Seine Konzerttätigkeit umfasst Auftritte sowohl als Solist auf Cembalo und Orgel als auch als Kammermusiker mit verschiedenen Formationen (u. a. L'Orfeo Barockorchester, Ars Antiqua Austria, Accentus Austria, Bach Consort Wien, Venice Baroque Orchester, Ensemble saitsiing, musica novantica vienna, Ensemble Castor). Bisherige Tourneen führten ihn in die meisten Länder Europas sowie in die USA, Südamerika, Südafrika und Japan. Zahlreiche CD- und Rundfunkaufnahmen (ORF, Gramola, WDR, OÖ. Orgellandschaft) dokumentieren seine Tätigkeit.
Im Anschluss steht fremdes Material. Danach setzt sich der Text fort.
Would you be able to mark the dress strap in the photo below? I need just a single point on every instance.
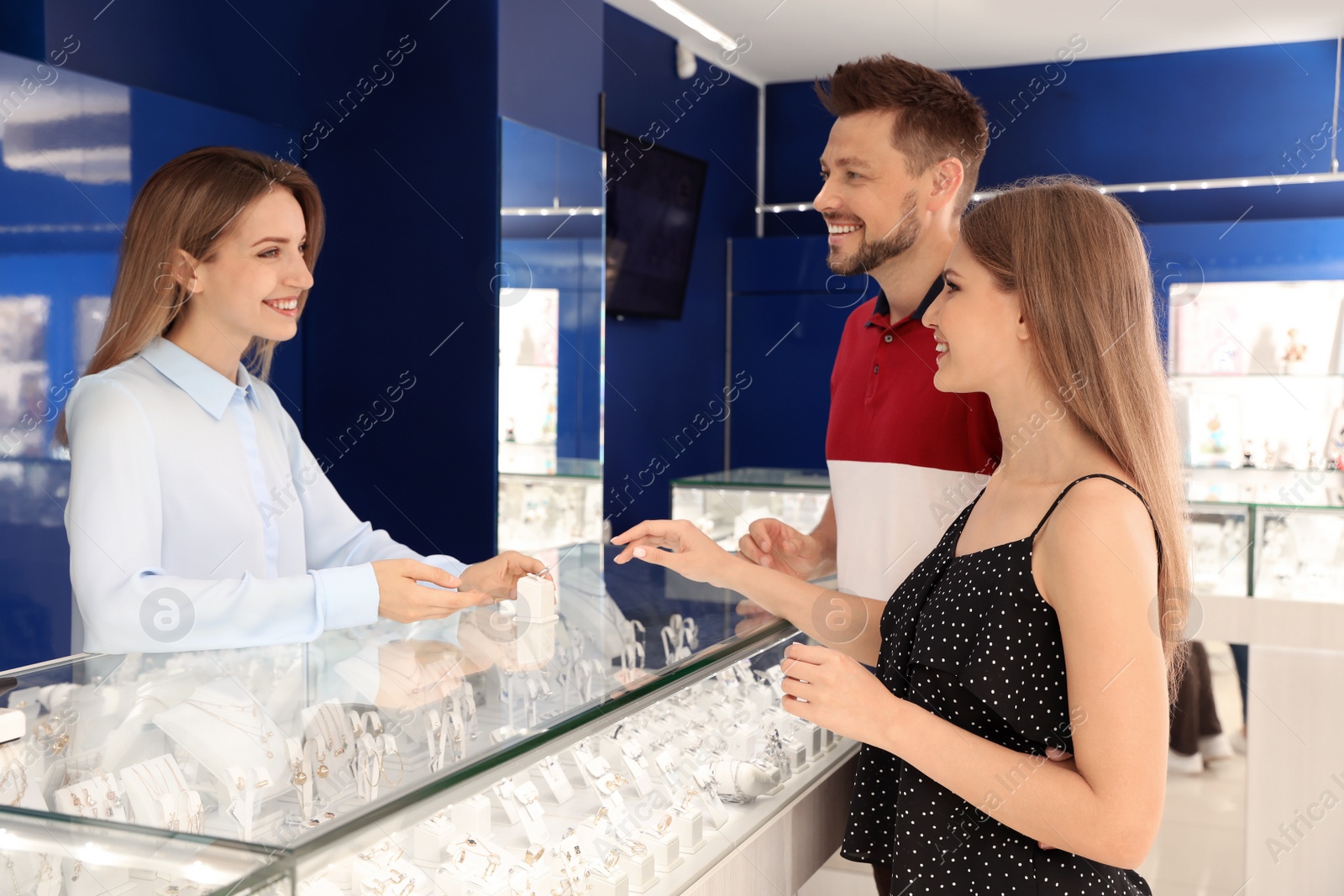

Erich Traxler erhielt seine musikalische Ausbildung in Linz und Wien u. a. bei Michael Radulescu, August Humer, Wolfgang Glüxam, Gordon Murray, Brett Leighton und Augusta Campagne. Ein postgraduales Studium führte ihn nach Basel an die Schola Cantorum Basiliensis, wo er wichtige Impulse von Musikern wie Andrea Marcon, Wolfgang Zerer, Jean-Claude Zehnder sowie Jesper Christensen bekam.

Als Organist gewann er 1. Preise bei internationalen Wettbewerben für Orgel (Goldrain/I 2003, Bochum/ D 2005).

Seit 2013 ist Erich Traxler Professor für Cembalo an der Konservatorium Wien Privatuniversität. Er unterrichtete bei Meisterkursen in Belgrad, der Notre Dame University, USA sowie an der Universität Stellenbosch in Südafrika. Ab März 2018 lehrt er als Professor für Cembalo an der Universität für Musik und darstellende Kunst Wien.